Au final, il en ressort que le droit ne respecte pas la dignité humaine des mis en esclavage. Il implique des abus et sécrète la violence. De fait, il favorise la perversion, car lorsque l’être humain dispose d’un pouvoir, il en abuse. Le droit veut que les mis en esclavage obéissent et respectent leurs maîtres. Ces derniers peuvent les punir, s’ils commettent une faute au travail ou s’ils tentent de porter atteinte à leur personne ou à un membre de leur famille. Si tous les maîtres ne peuvent pas être excessifs, il faut reconnaître que la porte aux excès est bel et bien ouverte.

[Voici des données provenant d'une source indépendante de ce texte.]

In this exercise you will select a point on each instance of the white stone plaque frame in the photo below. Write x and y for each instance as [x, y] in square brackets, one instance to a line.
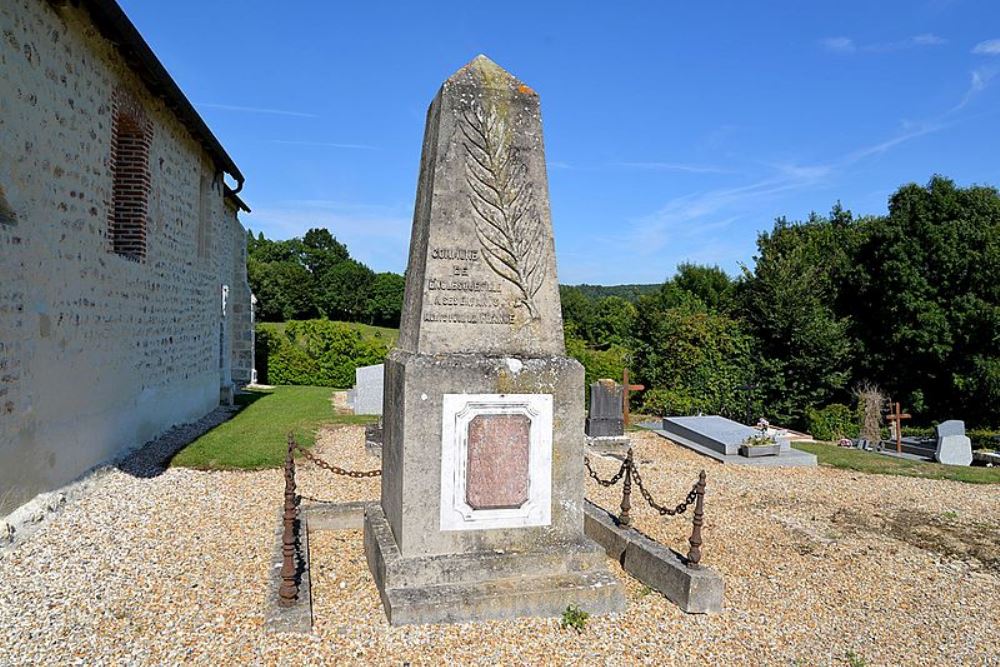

Le statut des mis en esclavage fait d’eux des incapables. Alors qu’ils avaient terminé leur initiation pour la plupart avant d’être introduits dans la colonie – sauf évidemment les plus jeunes – ils sont considérés comme des individus incultes. Or, malgré l’immensité de leurs malheurs au sein de la société bourbonnaise, ils ont su manifester leur esprit créatif et inventif. Comme tout mis en esclavage espère vivre libre, chacun déborde de débrouillardise pour briser à sa manière cet odieux système.
L’étude de la conception du temps par les mis en esclavage permet de découvrir l’importance du jour de l’an pour eux, puisqu’ils se repèrent dans le temps par rapport à ce jour. Lorsque Jouan, esclave du Sieur Cardonne, arrêté en marronnage, doit quantifier son temps de désertion, il surprend l’enquêteur. Alors que pour le bureau du marronnage, il est absent depuis un mois et vingt-et-un jours, il soutient qu’il l’est depuis deux ans, certainement pas pour redorer son blason et jouer à l’important, mais tout simplement pour signifier qu’il s’exprime en vérité. Le procès-verbal de son interrogatoire après sa capture donne à voir son sens de la répartie et son esprit perspicace :
Interrogé depuis quand il est marron
A dit depuis deux ans
Interrogé si pendant le tems (sic) de son marronnage il n’est pas retourné chez son maître, notamment le 4 de ce mois.
A dit qu’il n’a jamais mis le pied chez son maître depuis deux ans, qu’il s’est enfui dans le bois.
Avons remontré à l’accusé qu’il se trompe qu’il n’est pas marron depuis deux ans, mais seulement depuis le cinq septembre dernier ce qui fait un mois vingt-et-un jours
A répondu qu’il ne se trompe pas, qu’il a passé deux jours bananes dans le bois, ce qui fait deux ans
Interrogé de nous dire dans quel bois il a passé ces deux années de marronnage
A répondu dans le bois de la Rivière des Pluies et qu’il a séjourné très longtems (sic) aux Salazes.
Interrogé de nous dire s’il sait distinguer une année d’avec un mois
A répondu qu’il connaît la fin d’une année et le commencement de l’autre pour la fête banane et qu’il scait (sic) qu’un mois a quatre semaines .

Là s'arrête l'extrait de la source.